= Tuệ Trung =

Tuệ Trung Thượng Sĩ (慧中上士) (1230–1291) was an influential Buddhist lay practitioner and skilled poet of the Thiền (Zen) tradition during the Tran Dynasty in Vietnam. Tue Trung authored treatises on Pure Land and Thien teachings.

==Biography==

In his early years, Tue Trung was the eldest son in a branch of the royal clan of Tran with the lay name of Trần Tung (陳嵩). He was the elder brother of the Queen of Vietnam, Nguyên Thánh Thiên Cảm (wife of King Tran Thanh Tong and mother of King Trần Nhân Tông), and of the famous general-saint Trần Hưng Đạo.

In the Tran campaigns that confronted the Sino-Mongolian invasion of Kublai Khan, in 1285 and 1288, Tran Tung was among the generals who repelled the Mongol invasions.

When the campaigns had concluded, he retreated from worldly activities and became a Buddhist practitioner.

His teacher was a monk named Tieu Dao, a representative of the Wu Yantong lineage of Buddhism, named for its founder, a student of Baizhang Huaihai who had come to Vietnam. Tue Trung is considered Tieu Dao's best pupil. He would not leave home for monastery, but his vast education and his ability to explain the Buddhist doctrine made him the most famous Buddhist teacher of his time.

In his turn, Tue Trung made his spiritual heir Trần Nhân Tông, the king who after abdication founded the Trúc Lâm (Bamboo Grove) school, the tradition of Buddhism that is sometimes considered to be the first Vietnamese-born Buddhist tradition.

Via Trần Nhân Tông, Tue Trung is part of the lineage of such modern Buddhist masters as Thích Nhất Hạnh.

== Teaching and heritage ==
Being essentially a Chan Buddhist tradition, the teaching of Tue Trung emphasized non-duality up to demonstrative negation of the value of formal meditation and rituals.

Tue Trung's magnum opus, The Analects of Tue Trung Thuong Si, is a Buddhist text written in form of dialogue, which survives to this day.
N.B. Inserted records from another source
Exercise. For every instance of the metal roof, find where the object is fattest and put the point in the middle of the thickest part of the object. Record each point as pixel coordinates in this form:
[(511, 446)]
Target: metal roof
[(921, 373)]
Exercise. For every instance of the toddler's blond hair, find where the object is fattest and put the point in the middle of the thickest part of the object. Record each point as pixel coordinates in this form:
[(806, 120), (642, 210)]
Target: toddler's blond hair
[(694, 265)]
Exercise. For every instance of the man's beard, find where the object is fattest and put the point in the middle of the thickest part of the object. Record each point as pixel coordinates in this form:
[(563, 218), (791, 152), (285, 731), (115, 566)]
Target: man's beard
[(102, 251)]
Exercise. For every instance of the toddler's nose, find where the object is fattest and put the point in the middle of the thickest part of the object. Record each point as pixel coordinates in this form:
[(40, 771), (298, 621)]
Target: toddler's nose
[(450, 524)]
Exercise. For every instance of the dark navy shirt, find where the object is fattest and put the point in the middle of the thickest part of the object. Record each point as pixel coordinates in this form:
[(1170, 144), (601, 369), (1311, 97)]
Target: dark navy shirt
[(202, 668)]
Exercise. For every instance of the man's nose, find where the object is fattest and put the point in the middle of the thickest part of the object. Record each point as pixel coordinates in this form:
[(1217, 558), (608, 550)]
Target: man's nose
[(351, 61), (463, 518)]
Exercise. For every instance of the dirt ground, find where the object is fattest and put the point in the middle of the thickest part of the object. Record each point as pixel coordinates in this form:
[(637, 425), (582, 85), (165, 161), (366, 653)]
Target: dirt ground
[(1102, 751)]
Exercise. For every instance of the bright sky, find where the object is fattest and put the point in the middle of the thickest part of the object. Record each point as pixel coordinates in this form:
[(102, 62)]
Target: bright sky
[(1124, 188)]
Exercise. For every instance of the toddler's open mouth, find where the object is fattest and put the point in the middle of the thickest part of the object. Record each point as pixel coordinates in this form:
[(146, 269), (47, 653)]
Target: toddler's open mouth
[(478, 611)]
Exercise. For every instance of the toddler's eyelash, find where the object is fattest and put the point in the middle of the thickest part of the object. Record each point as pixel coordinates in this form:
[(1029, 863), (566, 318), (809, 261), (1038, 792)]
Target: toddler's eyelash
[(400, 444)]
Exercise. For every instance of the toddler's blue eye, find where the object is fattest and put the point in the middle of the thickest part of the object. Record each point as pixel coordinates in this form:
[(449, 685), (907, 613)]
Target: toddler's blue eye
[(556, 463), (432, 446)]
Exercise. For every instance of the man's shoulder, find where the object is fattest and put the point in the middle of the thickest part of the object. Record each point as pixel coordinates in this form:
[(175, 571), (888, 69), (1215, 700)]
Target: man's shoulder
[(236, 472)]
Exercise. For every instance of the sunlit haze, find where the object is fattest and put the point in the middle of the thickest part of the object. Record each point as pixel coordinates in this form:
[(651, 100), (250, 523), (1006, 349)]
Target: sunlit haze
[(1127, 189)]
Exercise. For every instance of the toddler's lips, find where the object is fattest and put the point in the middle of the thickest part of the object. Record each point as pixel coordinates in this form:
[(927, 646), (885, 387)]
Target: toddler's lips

Several of Tue Trung's poems are still cited.

Tue Trung became a legendary master often referred to in Buddhist lectures and literature. The most popular is the example of him stepping on horse's manure in silent reply to the question of the nature of Buddhism. He is being actively referred to as a central Vietnamese Buddhist image to this day.